Wayne Grudem devotes an entire chapter of his systematic theology to common grace. I think he is on the right track when he argues (Systematic Theology, 657-58) that common grace
does not directly flow from Christ’s atoning work, since Christ’s death did not earn any measure of forgiveness for unbelievers, and therefore did not merit the blessings of common grace for them either. However … common grace does flow indirectly from Christ’s redemptive work because the fact that God did not judge the world at once when sin entered it was primarily or perhaps exclusively due to the fact that he planned eventually to save some sinners through the death of his Son.
Grudem doesn’t cite it, but I think the implication of Romans 3:25 (specifically 25b) corroborates this view. Paul’s statement implies some linkage between the cross and common grace, but the linkage is indirect. Namely, God “forbore” the sins that are past (i.e., he did not punish them immediately) because he was going to deal with them via the propitiatory sacrifice of Christ. But even here, God’s ability to do that is again linked to His character, since it is extended “through the forbearance of God.” (Grudem also discusses the realms in which common grace is manifested: physical, intellectual, moral, and creative. The link between common grace and the divine character seems clear in the physical realm, while the link between common grace and the imago dei seems clear in the last three areas.)
If anyone would argue for grounding common grace directly in the atonement, I would have expected Berkhof to do so. But even he (and according to him, most Reformed theologians) corroborates Grudem on the indirectness of the linkage between common grace and the atonement.
It is not necessary to assume a specific judicial basis for the bestowal of common grace on man in view of the fact (a) that it does not remove the guilt of sin and therefore does not carry pardon with it; and (b) that it does not lift the sentence of condemnation, but only postpones the execution. Perhaps the divine good pleasure to stay the revelation of His wrath . . . offers a sufficient explanation for the blessings of common grace. . . . All that the natural man receives other than curse and death is an indirect result of the redemptive work of Christ.

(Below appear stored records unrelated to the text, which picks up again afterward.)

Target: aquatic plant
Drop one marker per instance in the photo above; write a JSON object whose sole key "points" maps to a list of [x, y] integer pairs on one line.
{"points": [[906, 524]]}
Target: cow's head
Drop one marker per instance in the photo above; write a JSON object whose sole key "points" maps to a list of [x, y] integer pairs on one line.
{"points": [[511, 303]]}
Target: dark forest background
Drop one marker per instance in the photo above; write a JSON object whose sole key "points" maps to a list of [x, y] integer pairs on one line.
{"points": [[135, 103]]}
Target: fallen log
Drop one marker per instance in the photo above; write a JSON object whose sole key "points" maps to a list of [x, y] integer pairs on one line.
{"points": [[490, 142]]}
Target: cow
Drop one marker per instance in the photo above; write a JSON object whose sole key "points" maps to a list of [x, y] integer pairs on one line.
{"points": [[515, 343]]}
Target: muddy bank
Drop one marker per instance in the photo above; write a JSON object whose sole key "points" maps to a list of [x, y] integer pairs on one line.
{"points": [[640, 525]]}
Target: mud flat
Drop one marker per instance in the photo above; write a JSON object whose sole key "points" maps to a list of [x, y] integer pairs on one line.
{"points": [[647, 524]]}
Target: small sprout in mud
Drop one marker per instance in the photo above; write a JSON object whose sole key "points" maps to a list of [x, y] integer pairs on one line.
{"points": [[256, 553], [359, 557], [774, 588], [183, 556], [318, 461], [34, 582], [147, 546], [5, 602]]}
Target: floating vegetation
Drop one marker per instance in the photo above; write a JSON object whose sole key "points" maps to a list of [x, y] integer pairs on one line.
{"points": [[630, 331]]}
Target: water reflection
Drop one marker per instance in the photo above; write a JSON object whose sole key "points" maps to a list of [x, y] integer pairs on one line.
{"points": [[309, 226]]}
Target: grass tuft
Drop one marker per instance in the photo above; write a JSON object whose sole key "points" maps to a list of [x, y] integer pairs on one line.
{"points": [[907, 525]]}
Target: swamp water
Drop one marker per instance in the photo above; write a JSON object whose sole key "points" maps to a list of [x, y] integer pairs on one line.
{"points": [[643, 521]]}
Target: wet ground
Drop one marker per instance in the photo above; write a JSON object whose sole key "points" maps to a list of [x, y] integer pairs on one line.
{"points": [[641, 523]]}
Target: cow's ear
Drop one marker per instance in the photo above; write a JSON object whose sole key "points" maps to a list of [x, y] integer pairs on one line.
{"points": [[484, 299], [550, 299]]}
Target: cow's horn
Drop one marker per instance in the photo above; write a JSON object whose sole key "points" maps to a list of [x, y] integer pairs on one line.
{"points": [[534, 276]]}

Berkhof develops this thought further, but this is the sum of his solution (Part 4, III. C. of his Systematic Theology). This view is, of course, consistent with particular atonement (which both Berkhof and Grudem hold) but it does not necessitate it, since even a universal atonement is ultimately effectual only for those who believe. It would be difficult to show any textual basis for common grace blessings flowing directly from the atonement to the unregenerate and finally impenitent. But, as I say, common grace is a systematic theological deduction from biblical theological roots. That being so, it seems easier to see logical grounds for common grace in a universal atonement than a particular atonement, since the former is, by definition, intended as a provision for all.
God’s common grace that sustains the life and breath of every unbeliever (cf. Dan. 5:23) and that permits the unregenerate to partake of the multifaceted pleasures and blessings of life in God’s creation (cf. Ecclesiastes) is, indeed, a manifestation of God’s good and gracious character. At the same time, his propitiatory provision for all sinners in the atonement of Christ seems to supply the rationale for extending such grace to such people for so long.